The mechanism of arterial medial calcification is considered to involve two pathological processes, namely, osteoblastic transformation of vascular smooth muscle cells (VSMCs) and calcium phosphate deposition (Fig.3)^{79, 80, 89-91)}. Excess extracellular phosphate ions easily bind to extracellular calcium ions, leading to the formation of amorphous calcium phosphate. Subsequently, calcium phosphate precipitates combine with fetuin-A to form complexes known as calciprotein monomers^{80, 92)}. These monomers aggregate to form primary calciprotein particles (CPPs). In the next step, primary CPPs further aggregate to generate secondary CPPs, which undergo transformation from amorphous to crystalline calcium phosphate over time. Secondary CPPs have been found to exert toxic effects on various cells^{79, 80, 89-91)}. They induce the transformation of VSMCs into osteoblast-like cells via NFκB activation. Transformed VSMCs are more susceptible to calcification⁹³⁾. Transformed osteoblasts secrete a matrix that serves as a scaffold for calcification. In addition, macrophages are activated by secondary CPPs and secrete TNF-α, IL-1β, and IL-18 ^{80, 93)}. Secondary CPPs have been suggested to induce apoptosis of VSMCs and macrophages, potentially resulting in atherosclerotic plaque instability and rupture^{37, 80, 93)}. Furthermore, CPP-associated proinflammatory and oxidative conditions may accelerate the atherosclerotic process, posing a higher risk of cardiovascular events^{35, 37, 79, 80)}.

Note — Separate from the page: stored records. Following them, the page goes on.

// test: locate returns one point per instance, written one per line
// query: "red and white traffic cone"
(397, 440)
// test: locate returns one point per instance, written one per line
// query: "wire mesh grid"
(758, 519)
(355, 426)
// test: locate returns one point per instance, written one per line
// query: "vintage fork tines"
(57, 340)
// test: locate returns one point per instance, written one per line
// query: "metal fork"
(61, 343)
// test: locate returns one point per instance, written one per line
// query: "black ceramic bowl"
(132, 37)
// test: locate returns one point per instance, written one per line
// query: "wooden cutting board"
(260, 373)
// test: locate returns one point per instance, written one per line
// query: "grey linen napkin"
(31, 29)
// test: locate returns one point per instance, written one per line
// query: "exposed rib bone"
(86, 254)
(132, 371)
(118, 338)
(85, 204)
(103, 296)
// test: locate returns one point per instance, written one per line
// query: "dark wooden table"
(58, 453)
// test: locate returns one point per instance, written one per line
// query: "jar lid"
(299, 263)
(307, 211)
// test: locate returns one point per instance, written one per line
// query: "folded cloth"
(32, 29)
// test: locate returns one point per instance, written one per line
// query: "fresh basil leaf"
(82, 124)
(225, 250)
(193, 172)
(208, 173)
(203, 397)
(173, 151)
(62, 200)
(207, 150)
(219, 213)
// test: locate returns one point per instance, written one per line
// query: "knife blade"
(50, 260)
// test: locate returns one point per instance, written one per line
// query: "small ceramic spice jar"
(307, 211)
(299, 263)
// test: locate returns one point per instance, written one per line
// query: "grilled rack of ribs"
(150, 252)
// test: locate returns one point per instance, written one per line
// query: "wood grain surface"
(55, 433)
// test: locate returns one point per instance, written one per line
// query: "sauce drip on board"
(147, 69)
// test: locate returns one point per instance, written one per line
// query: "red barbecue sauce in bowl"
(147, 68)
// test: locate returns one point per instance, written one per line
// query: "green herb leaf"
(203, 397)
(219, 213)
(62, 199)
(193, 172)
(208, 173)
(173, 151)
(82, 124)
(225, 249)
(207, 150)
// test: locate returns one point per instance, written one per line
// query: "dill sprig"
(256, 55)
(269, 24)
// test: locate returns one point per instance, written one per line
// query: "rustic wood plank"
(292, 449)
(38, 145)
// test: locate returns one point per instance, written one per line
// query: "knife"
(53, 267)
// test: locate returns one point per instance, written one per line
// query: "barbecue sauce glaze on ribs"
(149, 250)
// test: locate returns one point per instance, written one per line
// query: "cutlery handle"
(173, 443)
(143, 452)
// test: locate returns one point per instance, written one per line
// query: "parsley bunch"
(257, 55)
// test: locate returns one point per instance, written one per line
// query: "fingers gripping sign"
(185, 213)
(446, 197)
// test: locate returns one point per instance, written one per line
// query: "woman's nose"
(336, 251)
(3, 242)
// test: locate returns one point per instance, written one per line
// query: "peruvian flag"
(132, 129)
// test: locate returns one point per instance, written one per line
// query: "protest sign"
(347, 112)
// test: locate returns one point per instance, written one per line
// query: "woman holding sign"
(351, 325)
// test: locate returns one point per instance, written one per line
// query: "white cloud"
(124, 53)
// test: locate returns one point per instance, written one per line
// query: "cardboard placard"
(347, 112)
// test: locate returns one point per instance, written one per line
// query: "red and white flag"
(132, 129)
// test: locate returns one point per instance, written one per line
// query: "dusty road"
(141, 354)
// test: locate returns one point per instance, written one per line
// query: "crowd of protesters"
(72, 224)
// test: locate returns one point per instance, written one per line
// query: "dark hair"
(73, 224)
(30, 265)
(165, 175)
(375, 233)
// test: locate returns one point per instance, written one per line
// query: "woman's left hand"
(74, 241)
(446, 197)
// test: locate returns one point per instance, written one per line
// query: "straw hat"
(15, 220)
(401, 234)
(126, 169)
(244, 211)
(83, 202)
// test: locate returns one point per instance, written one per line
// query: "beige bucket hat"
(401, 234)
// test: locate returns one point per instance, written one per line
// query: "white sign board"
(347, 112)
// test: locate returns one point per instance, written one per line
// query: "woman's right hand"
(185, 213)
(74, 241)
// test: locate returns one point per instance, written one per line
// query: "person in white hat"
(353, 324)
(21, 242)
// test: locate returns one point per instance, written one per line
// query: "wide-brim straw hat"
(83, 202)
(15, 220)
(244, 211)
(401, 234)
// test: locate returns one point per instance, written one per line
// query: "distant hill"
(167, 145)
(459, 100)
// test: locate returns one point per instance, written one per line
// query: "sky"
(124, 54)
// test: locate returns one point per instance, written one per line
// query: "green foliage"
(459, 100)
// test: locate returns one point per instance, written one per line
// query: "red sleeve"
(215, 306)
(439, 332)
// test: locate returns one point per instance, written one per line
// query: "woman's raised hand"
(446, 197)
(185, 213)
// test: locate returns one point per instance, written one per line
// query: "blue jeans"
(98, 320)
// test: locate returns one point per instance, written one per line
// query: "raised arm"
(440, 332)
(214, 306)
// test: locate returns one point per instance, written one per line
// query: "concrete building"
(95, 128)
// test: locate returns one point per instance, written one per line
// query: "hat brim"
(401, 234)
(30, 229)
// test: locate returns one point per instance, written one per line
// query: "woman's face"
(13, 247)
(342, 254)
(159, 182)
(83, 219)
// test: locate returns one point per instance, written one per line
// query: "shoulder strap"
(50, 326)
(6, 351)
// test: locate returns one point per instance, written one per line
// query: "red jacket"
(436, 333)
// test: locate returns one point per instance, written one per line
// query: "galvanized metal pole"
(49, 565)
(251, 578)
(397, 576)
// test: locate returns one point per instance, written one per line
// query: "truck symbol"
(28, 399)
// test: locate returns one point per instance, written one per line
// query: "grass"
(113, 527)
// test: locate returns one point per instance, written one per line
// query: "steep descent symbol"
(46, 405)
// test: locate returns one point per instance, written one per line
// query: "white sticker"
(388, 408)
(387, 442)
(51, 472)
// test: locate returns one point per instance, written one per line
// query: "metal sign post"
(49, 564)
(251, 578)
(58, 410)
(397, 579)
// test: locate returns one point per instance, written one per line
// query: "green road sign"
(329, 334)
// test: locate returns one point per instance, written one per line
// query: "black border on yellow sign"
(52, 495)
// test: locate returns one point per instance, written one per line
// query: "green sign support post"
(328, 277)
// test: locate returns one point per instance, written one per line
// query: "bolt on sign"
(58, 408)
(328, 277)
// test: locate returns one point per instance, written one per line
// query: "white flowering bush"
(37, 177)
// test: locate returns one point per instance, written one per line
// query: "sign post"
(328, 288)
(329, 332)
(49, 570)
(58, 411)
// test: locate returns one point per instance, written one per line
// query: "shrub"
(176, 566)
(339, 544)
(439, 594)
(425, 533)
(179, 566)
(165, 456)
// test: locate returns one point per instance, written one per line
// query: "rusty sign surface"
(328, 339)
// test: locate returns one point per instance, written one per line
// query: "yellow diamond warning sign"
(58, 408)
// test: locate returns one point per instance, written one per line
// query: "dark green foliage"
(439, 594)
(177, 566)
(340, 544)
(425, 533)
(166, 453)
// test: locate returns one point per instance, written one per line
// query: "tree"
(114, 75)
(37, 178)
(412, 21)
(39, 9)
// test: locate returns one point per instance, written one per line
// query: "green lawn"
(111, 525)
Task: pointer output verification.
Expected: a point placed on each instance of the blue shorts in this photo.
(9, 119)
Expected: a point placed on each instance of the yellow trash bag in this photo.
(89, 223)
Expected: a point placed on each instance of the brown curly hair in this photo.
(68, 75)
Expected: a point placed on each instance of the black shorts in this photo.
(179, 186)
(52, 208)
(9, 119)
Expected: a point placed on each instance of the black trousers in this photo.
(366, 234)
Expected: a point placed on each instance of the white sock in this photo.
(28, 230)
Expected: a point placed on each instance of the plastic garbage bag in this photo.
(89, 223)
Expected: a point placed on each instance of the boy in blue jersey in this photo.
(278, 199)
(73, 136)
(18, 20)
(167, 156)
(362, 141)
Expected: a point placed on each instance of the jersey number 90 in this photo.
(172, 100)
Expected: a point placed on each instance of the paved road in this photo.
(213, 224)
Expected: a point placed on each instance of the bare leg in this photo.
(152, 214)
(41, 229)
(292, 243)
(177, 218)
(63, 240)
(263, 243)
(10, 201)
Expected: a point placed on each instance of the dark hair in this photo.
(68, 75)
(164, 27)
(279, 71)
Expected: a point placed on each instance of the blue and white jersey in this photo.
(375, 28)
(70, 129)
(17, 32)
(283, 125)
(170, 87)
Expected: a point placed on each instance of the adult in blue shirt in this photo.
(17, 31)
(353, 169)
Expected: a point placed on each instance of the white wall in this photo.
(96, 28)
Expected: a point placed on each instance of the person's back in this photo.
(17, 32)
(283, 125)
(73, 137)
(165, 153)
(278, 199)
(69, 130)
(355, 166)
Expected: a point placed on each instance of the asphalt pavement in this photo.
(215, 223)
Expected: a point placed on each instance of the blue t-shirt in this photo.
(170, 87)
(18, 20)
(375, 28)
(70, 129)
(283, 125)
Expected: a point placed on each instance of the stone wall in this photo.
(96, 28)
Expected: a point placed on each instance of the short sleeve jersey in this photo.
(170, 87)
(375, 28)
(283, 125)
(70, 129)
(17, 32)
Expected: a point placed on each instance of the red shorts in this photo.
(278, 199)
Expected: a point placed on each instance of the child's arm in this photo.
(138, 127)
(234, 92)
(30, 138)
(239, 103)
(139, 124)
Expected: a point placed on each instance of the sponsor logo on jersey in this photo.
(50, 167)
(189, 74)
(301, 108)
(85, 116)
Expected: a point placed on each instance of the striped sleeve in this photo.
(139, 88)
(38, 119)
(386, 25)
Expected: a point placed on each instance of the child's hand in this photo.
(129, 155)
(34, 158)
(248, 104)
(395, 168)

Fig.3. Effect of P load on cardiovascular remodeling and local cholesterol metabolism.

Excessive calcium and phosphate ions in the blood form amorphous calcium phosphate, and then calcium phosphate precipitates bind to fetuin-A. These complexes aggregate to form primary CPPs. Subsequently, primary CPPs further aggregate to transform into secondary CPPs. Secondary CPPs have toxic actions that induce not only synthesis and secretion of FGF-23 but also arterial medial calcification. Increased P load and FGF-23 promote LVH and cardiac fibrosis, both of which predispose patients to coronary artery disease (A,B). Hyperphosphatemia is recently reported to increase de novo cholesterol synthesis in VSMCs cells and macrophages. This change might accelerate the atherosclerotic process (C).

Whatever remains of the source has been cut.